Kenmerken van de reproductie van meerjarige tuinviooltjes
Altviool kan niet alleen met behulp van zaden worden vermeerderd. Vegetatief zit ze ook goed. Dit kan op verschillende manieren worden gedaan.
- het eenvoudigste is het rooten van de lagen. Leun een lange scheut op de grond en strooi het op deze plek. Geef regelmatig water gedurende 3-4 weken. Als de scheut zijn eigen wortels geeft, wordt hij gescheiden van de moederplant;
- door de struik te verdelen. Om dit te doen, wordt een grote violette struik uitgegraven en zorgvuldig in 2 of 3 delen verdeeld. De gescheiden planten worden op een voorbereide en goed vochtige plaats geplant. Tijdens de bewortelingsperiode moet de altviool 2-3 weken in de schaduw staan;
- enten. Hiervoor worden 5 cm hoge stelen uit de struik gesneden, waarbij er 2-3 bladeren bovenop blijven. Het onderste deel wordt in voorbereide containers met vochtige grond tot een diepte van 1-2 cm gestoken De containers zijn bedekt met folie en op een lichte plaats achtergelaten, beschermd tegen direct zonlicht.Binnen een maand zouden de stekken nieuwe wortels en bladeren moeten beginnen.

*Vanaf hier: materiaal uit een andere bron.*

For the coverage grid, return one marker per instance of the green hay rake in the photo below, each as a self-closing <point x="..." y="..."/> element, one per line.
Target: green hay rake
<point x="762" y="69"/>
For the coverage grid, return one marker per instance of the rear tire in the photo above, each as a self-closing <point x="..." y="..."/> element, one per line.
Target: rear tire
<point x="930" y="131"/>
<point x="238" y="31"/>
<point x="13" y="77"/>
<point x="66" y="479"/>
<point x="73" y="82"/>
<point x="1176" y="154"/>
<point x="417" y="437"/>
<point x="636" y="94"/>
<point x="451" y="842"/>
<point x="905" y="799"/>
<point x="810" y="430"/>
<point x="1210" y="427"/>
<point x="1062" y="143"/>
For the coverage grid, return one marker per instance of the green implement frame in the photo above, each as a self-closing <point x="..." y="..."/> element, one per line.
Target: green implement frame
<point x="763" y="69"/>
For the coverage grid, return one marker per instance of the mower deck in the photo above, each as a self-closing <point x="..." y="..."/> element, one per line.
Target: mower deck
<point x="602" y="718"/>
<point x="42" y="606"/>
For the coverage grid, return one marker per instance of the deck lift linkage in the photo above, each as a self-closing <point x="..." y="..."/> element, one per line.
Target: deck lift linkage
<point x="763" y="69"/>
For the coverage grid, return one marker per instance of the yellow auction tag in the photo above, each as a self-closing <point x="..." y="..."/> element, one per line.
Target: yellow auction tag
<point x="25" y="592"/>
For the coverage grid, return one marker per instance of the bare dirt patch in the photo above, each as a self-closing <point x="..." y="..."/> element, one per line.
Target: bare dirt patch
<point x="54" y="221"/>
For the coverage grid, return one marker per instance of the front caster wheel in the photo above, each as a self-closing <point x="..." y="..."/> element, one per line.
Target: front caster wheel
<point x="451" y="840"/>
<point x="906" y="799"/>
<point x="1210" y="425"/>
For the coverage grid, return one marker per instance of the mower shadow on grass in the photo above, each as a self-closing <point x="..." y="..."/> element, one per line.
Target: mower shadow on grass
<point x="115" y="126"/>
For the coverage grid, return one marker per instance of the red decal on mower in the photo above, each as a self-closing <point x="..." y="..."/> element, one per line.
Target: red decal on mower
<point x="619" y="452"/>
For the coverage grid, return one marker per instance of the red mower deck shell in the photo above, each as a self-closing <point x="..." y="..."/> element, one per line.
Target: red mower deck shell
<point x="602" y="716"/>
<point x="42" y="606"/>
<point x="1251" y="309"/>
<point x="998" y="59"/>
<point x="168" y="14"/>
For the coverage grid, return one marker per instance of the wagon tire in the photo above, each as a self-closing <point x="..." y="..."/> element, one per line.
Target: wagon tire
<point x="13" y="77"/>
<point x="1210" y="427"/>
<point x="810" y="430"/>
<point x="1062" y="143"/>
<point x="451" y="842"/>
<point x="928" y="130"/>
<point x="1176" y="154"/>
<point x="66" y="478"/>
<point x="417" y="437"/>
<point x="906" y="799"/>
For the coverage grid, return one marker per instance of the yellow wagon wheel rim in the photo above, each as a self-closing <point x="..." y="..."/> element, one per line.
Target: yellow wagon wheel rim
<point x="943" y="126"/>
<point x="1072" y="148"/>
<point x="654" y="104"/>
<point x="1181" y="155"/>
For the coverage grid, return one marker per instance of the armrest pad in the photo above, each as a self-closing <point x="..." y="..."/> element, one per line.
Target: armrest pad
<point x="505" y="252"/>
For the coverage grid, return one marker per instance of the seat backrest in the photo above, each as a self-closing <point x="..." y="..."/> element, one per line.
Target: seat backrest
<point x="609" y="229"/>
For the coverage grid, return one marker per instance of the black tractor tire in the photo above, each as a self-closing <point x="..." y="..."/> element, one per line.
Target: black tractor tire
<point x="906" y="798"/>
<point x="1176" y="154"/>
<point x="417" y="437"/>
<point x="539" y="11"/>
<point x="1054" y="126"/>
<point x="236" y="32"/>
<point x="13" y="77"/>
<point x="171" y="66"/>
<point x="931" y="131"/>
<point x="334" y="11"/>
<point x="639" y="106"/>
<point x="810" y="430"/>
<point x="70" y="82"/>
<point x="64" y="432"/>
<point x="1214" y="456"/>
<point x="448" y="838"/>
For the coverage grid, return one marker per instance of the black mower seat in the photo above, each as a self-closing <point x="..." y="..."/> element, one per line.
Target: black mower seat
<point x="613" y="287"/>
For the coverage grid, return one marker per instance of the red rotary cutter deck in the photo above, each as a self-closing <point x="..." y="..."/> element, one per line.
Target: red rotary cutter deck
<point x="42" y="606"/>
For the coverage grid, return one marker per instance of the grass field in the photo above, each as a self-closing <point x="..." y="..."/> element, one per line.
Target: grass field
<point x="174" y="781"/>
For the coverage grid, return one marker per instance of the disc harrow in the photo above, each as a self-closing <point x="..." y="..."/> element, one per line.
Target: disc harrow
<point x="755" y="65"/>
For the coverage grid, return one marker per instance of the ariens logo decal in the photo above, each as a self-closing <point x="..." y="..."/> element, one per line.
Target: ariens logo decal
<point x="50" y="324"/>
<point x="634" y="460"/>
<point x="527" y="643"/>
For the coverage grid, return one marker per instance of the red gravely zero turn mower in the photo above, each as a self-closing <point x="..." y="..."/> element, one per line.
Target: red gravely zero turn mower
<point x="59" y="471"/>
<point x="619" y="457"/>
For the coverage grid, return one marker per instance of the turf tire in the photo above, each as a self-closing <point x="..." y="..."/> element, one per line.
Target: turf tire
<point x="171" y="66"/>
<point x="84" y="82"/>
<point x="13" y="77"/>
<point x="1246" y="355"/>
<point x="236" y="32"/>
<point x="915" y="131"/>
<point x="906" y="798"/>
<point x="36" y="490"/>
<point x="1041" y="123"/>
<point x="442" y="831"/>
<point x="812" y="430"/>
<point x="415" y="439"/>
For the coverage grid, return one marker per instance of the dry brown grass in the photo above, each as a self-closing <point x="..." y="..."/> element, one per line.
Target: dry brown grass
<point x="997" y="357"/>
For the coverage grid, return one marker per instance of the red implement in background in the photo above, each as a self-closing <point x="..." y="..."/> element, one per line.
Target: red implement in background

Gebruik in landschapsontwerp
Het tuinviooltje wordt veel gebruikt om kleine bloembedden, borders, alpenglijbanen te versieren. Dankzij zijn compactheid en weelderige bloei ontstaat er een echt bloeitapijt. En de verscheidenheid aan variëteiten en tinten helpt om prachtige bloemstukken te creëren. Binnen wordt altviool gekweekt om balkons en loggia's te versieren. Ampel-variëteiten van altviool zien er erg indrukwekkend uit in hangende potten. In privétuinen nemen viooltjes niet de laatste plaats in, zowel bij primula's als bij laatbloeiende gewassen.
Na de beschrijving van de belangrijkste soorten tuinviooltjes, de eigenaardigheden van hun bloei en reproductie te hebben overwogen, suggereert de conclusie zelf dat deze cultuur volkomen pretentieloos is. Met eenvoudige zorg zal het een geweldige aanvulling zijn op het landschapsontwerp van de site.